El local es barato; mesas no demasiado limpias, no hay demasiada gente y cuelgan adornos y cuadros de colores chillones. Por los televisores se emiten algunos imperecederos capítulos de La Pantera Rosa. Noto que la música que acompaña a las historias es realmente buena, agitaciones de jazz que siguen todas las acciones del personaje. También noto que los personajes humanos en La Pantera Rosa siempre usan bigote y son en general personas muy tristes. La Pantera, con su aplomo, algunas veces es víctima, pero también en ocasiones se transforma en cínico espectador de las miserias ajenas. Puede ser muy torpe en algunos capítulos, o muy hábil y resuelta en otros; es un héroe que fluctúa entre la comedia y la ironía. Y siempre camina con ese ritmo que le imprimió a sus patas traseras el contrabajo de la orquesta dirigida por Henry Mancini.

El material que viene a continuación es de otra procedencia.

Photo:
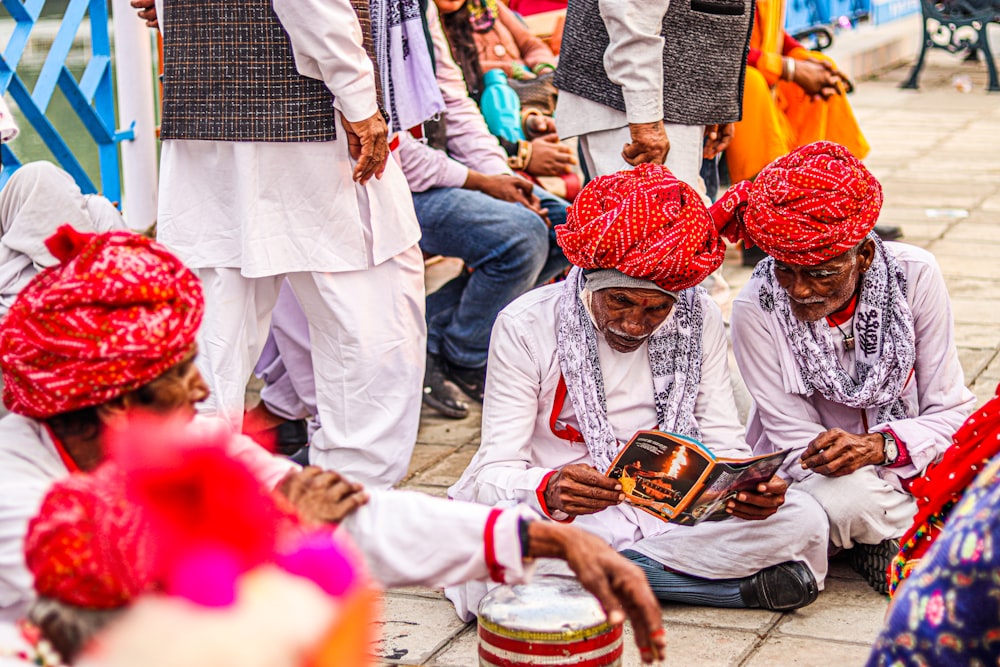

Los almuerzos de fin de semana condenan a la televisión. En los restaurantes vacíos del centro de la ciudad hay muy poco que hacer más que analizar lo que ofrece la TV. Luego de los capítulos de La Pantera Rosa, una raza de marionetas frenéticas conquista la pantalla, con sus movimientos acompasados y sus moralejas pronunciadas de cara al público. La cuarta pared para esos muñecos es una multitud de niños aprendiendo lecciones morales, al otro lado del televisor.
Imagino que todos esos niños comparten conmigo el infinito aburrimiento que provocan las marionetas, y me concentro en mi cerveza, pensando en lo arriesgado que puede ser intentar nuevas versiones de Plaza Sésamo.
El pollo está crocante y el aceite inunda mi boca y hace que brillen los alrededores de mis labios con una pequeña capa de grasa. Sé que debería buscar algo más saludable para cenar, pero por ahora sigo comiendo este pedazo de Latinoamérica.